Comment by doctorpangloss
2 days ago
The simpler explanation is that Google mismanages its pay-per-use consumer-facing products. Consider Google One and YouTube Premium are also overpriced, and everyone tells them so.
It's obviously a mistake to charge more than Uber or Lyft, it's crazy obvious, like mind meltingly obvious. Sometimes it's just the obvious thing. Google's problem is that its management is so bad, it doesn't understand: just because something happens (paying more for rides) doesn't mean it makes sense. After all taxis are more expensive sometimes, and people pay for them, and where's the article that litigates all the dumb reasons people give for doing that?
"One of the most valuable companies on the planet is mismanaging its products"

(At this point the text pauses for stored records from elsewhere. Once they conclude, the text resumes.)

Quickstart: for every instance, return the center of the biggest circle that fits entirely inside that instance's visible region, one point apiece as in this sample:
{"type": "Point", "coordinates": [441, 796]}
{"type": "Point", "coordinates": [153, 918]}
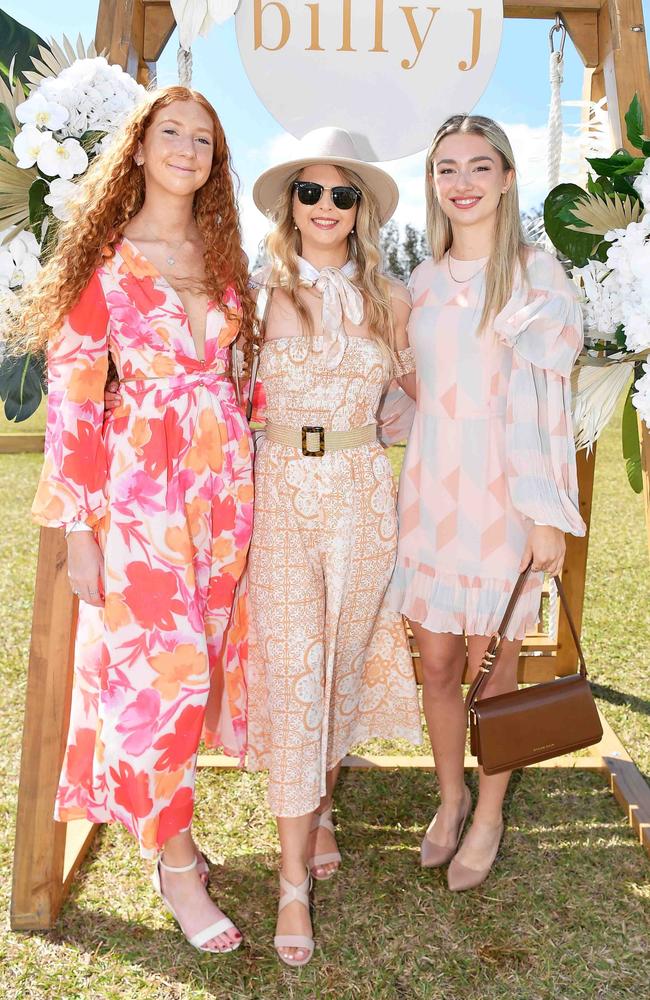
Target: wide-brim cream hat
{"type": "Point", "coordinates": [333, 146]}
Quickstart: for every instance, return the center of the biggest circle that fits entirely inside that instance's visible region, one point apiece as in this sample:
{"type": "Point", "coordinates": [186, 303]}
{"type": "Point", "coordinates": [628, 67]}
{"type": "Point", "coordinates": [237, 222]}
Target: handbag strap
{"type": "Point", "coordinates": [263, 306]}
{"type": "Point", "coordinates": [489, 657]}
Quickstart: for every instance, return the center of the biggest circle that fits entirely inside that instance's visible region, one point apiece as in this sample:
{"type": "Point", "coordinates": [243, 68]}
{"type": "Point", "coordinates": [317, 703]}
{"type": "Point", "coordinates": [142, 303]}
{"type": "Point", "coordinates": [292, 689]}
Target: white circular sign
{"type": "Point", "coordinates": [388, 72]}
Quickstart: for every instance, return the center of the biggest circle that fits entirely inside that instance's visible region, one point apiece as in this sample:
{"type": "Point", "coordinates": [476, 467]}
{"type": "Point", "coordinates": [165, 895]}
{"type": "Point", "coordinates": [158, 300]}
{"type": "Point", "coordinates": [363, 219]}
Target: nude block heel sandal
{"type": "Point", "coordinates": [290, 893]}
{"type": "Point", "coordinates": [202, 937]}
{"type": "Point", "coordinates": [324, 819]}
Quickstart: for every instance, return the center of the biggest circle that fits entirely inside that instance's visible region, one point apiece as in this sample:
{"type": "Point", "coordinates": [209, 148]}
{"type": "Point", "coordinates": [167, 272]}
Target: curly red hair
{"type": "Point", "coordinates": [111, 193]}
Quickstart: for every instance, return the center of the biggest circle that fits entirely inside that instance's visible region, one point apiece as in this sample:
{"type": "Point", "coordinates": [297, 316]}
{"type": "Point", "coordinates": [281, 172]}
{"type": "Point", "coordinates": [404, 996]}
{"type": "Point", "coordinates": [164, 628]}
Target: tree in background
{"type": "Point", "coordinates": [401, 256]}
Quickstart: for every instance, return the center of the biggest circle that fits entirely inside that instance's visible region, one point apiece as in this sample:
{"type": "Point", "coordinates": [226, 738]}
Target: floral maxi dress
{"type": "Point", "coordinates": [166, 484]}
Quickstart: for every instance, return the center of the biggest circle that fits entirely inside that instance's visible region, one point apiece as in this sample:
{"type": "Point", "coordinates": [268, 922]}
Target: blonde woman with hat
{"type": "Point", "coordinates": [329, 666]}
{"type": "Point", "coordinates": [489, 479]}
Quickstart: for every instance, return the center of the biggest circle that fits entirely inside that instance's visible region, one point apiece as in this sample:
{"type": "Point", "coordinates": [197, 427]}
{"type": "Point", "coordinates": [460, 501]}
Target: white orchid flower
{"type": "Point", "coordinates": [28, 145]}
{"type": "Point", "coordinates": [7, 269]}
{"type": "Point", "coordinates": [24, 243]}
{"type": "Point", "coordinates": [60, 198]}
{"type": "Point", "coordinates": [41, 113]}
{"type": "Point", "coordinates": [19, 263]}
{"type": "Point", "coordinates": [63, 159]}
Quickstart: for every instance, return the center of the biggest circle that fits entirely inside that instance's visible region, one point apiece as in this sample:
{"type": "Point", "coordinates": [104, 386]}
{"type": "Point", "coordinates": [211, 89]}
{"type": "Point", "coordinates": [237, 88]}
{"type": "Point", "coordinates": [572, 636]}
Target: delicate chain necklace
{"type": "Point", "coordinates": [170, 260]}
{"type": "Point", "coordinates": [462, 281]}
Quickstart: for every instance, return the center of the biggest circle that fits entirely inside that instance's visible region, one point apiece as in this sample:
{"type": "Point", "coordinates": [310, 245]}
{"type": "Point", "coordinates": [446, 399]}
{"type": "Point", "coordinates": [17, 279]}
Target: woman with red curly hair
{"type": "Point", "coordinates": [157, 500]}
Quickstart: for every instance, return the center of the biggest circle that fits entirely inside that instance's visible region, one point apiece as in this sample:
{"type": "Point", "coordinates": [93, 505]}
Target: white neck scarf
{"type": "Point", "coordinates": [340, 299]}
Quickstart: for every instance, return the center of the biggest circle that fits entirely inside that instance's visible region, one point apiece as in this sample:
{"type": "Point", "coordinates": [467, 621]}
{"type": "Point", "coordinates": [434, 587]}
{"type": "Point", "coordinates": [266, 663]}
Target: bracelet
{"type": "Point", "coordinates": [75, 526]}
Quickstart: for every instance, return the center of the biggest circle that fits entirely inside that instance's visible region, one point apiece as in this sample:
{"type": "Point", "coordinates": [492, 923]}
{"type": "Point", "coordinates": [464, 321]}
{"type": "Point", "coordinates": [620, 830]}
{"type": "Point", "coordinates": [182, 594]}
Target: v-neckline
{"type": "Point", "coordinates": [160, 276]}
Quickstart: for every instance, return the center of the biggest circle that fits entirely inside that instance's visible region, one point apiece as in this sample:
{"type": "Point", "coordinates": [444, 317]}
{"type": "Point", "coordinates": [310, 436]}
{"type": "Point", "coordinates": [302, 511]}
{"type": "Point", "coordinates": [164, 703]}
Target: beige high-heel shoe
{"type": "Point", "coordinates": [460, 877]}
{"type": "Point", "coordinates": [324, 819]}
{"type": "Point", "coordinates": [434, 855]}
{"type": "Point", "coordinates": [201, 938]}
{"type": "Point", "coordinates": [290, 893]}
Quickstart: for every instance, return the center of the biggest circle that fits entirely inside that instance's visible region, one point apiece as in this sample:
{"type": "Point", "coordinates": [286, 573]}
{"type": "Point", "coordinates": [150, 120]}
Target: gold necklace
{"type": "Point", "coordinates": [170, 260]}
{"type": "Point", "coordinates": [463, 281]}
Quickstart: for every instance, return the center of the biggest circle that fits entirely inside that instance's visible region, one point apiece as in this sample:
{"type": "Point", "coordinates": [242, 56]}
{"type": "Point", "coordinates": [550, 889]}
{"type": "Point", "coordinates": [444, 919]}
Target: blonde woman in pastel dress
{"type": "Point", "coordinates": [329, 666]}
{"type": "Point", "coordinates": [489, 478]}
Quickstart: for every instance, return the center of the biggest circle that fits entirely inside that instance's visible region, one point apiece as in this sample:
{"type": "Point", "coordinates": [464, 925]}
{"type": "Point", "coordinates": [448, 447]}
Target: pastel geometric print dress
{"type": "Point", "coordinates": [166, 484]}
{"type": "Point", "coordinates": [491, 450]}
{"type": "Point", "coordinates": [330, 665]}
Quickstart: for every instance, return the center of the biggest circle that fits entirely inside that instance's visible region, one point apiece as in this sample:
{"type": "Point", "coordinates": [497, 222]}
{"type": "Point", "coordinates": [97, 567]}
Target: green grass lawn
{"type": "Point", "coordinates": [564, 916]}
{"type": "Point", "coordinates": [33, 425]}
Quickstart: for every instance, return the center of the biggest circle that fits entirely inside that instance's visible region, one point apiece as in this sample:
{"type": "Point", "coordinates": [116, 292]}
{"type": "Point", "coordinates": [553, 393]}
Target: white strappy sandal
{"type": "Point", "coordinates": [324, 819]}
{"type": "Point", "coordinates": [201, 938]}
{"type": "Point", "coordinates": [290, 893]}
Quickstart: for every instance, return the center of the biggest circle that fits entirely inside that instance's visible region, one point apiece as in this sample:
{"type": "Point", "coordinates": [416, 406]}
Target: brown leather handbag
{"type": "Point", "coordinates": [535, 723]}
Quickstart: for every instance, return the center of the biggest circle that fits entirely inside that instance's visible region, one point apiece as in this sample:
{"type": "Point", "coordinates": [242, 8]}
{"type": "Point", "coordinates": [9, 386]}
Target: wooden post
{"type": "Point", "coordinates": [40, 851]}
{"type": "Point", "coordinates": [574, 574]}
{"type": "Point", "coordinates": [134, 33]}
{"type": "Point", "coordinates": [644, 435]}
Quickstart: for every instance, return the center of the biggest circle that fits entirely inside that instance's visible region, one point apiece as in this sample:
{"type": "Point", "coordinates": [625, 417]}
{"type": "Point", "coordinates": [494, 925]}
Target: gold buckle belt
{"type": "Point", "coordinates": [315, 441]}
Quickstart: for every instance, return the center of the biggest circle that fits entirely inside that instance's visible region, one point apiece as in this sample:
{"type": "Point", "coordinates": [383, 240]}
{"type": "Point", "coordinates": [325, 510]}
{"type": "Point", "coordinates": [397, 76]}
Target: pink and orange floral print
{"type": "Point", "coordinates": [166, 484]}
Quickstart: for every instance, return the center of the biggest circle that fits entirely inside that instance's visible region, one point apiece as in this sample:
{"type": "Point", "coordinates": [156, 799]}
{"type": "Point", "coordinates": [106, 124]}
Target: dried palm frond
{"type": "Point", "coordinates": [13, 95]}
{"type": "Point", "coordinates": [594, 130]}
{"type": "Point", "coordinates": [56, 58]}
{"type": "Point", "coordinates": [15, 183]}
{"type": "Point", "coordinates": [604, 214]}
{"type": "Point", "coordinates": [596, 390]}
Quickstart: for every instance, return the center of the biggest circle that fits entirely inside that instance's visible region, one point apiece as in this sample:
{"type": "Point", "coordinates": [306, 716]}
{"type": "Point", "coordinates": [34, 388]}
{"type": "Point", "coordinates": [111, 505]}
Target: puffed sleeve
{"type": "Point", "coordinates": [72, 486]}
{"type": "Point", "coordinates": [395, 415]}
{"type": "Point", "coordinates": [542, 323]}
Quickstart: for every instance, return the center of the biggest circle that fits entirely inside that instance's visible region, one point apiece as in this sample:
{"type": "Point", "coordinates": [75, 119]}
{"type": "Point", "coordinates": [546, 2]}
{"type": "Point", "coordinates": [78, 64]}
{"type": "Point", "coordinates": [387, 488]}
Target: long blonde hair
{"type": "Point", "coordinates": [510, 246]}
{"type": "Point", "coordinates": [283, 247]}
{"type": "Point", "coordinates": [111, 193]}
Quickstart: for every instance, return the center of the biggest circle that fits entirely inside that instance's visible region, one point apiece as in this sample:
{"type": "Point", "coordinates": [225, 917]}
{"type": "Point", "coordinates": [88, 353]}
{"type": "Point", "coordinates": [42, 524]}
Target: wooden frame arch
{"type": "Point", "coordinates": [610, 37]}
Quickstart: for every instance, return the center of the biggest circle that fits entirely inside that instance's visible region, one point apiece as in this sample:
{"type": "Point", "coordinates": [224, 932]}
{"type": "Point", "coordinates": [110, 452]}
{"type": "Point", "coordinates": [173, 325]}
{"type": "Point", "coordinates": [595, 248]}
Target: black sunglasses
{"type": "Point", "coordinates": [310, 193]}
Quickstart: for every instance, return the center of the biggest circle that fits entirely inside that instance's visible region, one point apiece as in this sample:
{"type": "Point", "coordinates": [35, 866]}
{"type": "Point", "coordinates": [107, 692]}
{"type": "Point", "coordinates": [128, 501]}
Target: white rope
{"type": "Point", "coordinates": [184, 62]}
{"type": "Point", "coordinates": [555, 126]}
{"type": "Point", "coordinates": [555, 130]}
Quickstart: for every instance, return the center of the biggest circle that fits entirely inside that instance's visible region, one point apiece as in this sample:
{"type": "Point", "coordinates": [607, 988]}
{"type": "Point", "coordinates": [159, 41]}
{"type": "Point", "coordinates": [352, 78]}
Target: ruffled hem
{"type": "Point", "coordinates": [468, 605]}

see the issue with that assertion?
Google mismanages an enormous number of things. Users, Customers, Products, Teams, Talent. You can observe this in your interactions with Google/Alphabet and in ex-googler post-mortems.
They are amazingly valuable as a stock, as a business and as a collection of talent. That doesn’t entirely excuse failures of vision and leadership, let alone pricing.
Edit: That said, I am inclined to believe that Alphabet pricing likely better reflects reality. The others have some bad habits.
Swinging back around again, the notion of “failures of vision” still on my mind.
Talk about overloaded. The two framings I was thinking of was first from an engineering & design perspective, but also second from an alignment perspective.
Some people recoil in horror when they look upon what Elon has done, but what a multinational corporation - one that has become engrained in daily life - can do when aligned to anything but the dollar is astonishing. Ironically it’s not something money can buy.
Yeah… on the other hand I don’t let the stock market do all my thinking for me. As an aside, I thought /r/superstonk was a parody subreddit.